例えば不動産や住宅の情報サービス「SUUMO」の中で、新築分譲マンションに関する対面での相談事業を行う「スーモカウンター新築マンション」の事業を準備していたときは、ターゲット企業を大手、中小などの規模でセグメント分けしたうえで、対象の物件についても、売出し初めなのか、売出し中なのかなどに細かく分けて分析した。
また、新規事業に対する予算は、広告宣伝費から出るのか、マーケティング費から出るのか。それらは現状どれくらいの金額で、どこにどれくらい支払われているのか。新規事業でどれくらいの効果が上がれば、その金額を振り向けてもらえるのか。非常にクールかつ冷静に情報を集めて分析を行った。

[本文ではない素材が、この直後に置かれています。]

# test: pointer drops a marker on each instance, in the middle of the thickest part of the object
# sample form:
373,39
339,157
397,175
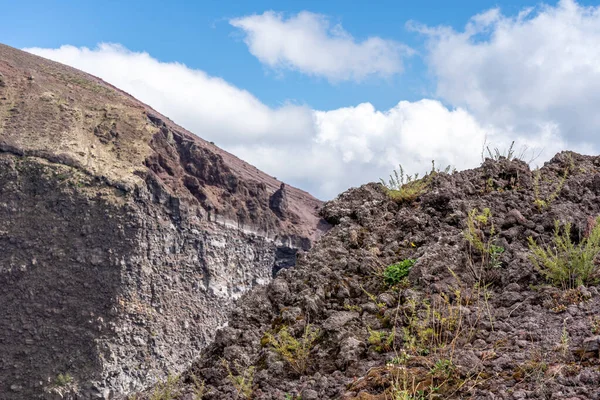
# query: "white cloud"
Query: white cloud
324,152
527,72
308,43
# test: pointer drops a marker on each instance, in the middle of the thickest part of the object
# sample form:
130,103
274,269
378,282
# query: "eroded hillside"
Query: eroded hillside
123,237
428,296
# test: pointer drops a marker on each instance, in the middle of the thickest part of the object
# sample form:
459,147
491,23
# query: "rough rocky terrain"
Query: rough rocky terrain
123,238
460,326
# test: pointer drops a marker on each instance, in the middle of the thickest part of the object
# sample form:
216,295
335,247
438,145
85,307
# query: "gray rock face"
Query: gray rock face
105,286
124,239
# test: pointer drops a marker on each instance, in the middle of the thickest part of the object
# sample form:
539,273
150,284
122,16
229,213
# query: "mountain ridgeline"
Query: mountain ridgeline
124,239
138,261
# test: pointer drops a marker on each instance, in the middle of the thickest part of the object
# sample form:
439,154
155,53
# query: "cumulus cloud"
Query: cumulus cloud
538,70
308,43
322,151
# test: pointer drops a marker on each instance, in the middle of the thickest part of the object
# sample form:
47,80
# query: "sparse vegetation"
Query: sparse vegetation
243,383
544,202
403,187
395,273
565,263
381,340
63,380
482,244
166,390
295,351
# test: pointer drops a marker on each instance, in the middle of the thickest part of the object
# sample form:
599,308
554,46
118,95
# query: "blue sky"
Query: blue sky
197,33
474,71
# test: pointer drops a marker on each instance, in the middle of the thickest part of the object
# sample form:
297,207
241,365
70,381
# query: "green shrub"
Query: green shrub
167,390
564,263
396,272
406,188
244,382
479,242
63,380
295,351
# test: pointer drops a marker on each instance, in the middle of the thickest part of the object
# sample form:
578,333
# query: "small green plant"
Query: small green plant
543,203
243,383
565,263
442,368
352,308
482,243
403,187
564,340
167,390
295,351
63,380
381,340
199,387
394,274
497,154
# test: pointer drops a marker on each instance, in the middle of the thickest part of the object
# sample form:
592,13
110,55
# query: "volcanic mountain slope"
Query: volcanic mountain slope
469,320
123,237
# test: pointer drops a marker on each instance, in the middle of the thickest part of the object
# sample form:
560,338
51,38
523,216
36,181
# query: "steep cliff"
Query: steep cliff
123,238
431,296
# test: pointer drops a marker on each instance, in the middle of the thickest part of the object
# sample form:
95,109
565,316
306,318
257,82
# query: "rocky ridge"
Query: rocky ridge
124,238
459,326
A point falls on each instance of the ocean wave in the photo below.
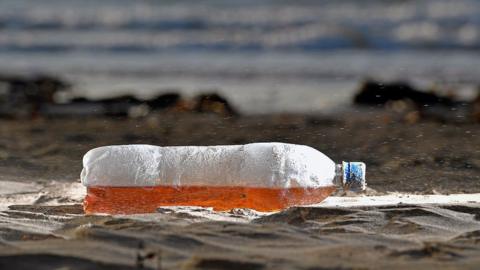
(50, 25)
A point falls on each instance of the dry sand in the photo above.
(42, 225)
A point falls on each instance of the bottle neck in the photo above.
(338, 180)
(350, 176)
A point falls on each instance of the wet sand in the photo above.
(42, 224)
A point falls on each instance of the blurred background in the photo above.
(264, 56)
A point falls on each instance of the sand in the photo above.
(362, 232)
(421, 209)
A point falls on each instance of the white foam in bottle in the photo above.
(263, 176)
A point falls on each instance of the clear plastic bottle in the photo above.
(129, 179)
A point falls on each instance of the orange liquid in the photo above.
(131, 200)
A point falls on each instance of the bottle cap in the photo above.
(354, 176)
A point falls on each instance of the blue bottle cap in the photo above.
(354, 176)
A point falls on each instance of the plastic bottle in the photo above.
(129, 179)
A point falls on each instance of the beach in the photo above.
(394, 84)
(42, 222)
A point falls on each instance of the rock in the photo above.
(213, 103)
(377, 93)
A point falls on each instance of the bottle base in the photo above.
(136, 200)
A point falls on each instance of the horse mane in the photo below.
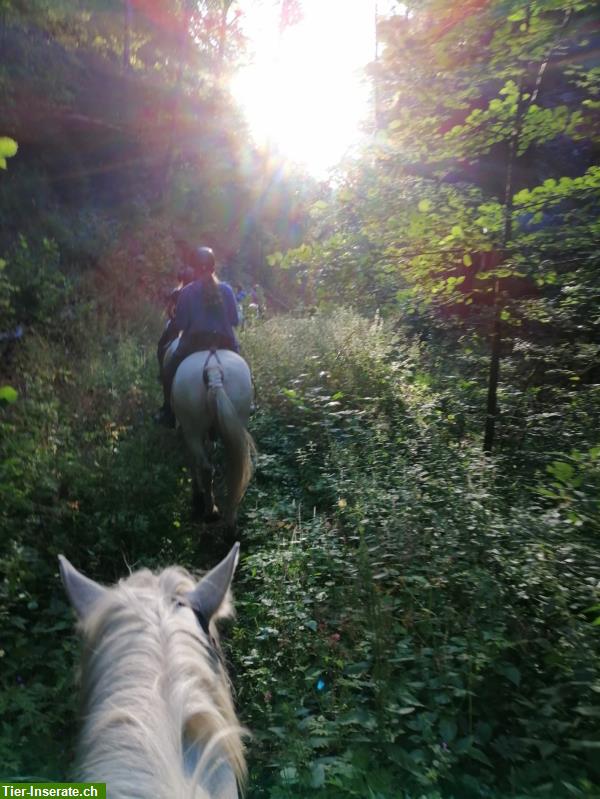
(154, 689)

私自身、自動車メーカーで販売前線を担当してい時分、現場の営業マン共々、顧客の「お財布」を確認して商談を進めるのを旨としていた。
ゆえに、リクルートが「顧客の『お財布』を明確にする」のを「勝ち筋」の重点ポイントにしているのは自然かつ、特段驚かないが、単に現在の出費状況(内訳)と商品へ充当でき得る可処分費用を明確にするのではなく、充当時の出費状況、それも、現在可処分費用ではない、他の商品へ充当中の費用を振り替えていただいた出費状況まで明確にする、というのは驚いたし、成る程である。
「リクルートのすごさ」の源は、かくも顧客に踏み込み、腹を割って提案&コミットでき得る、事前の警戒心除去力、そして、最中の信頼関係構築力ではないか。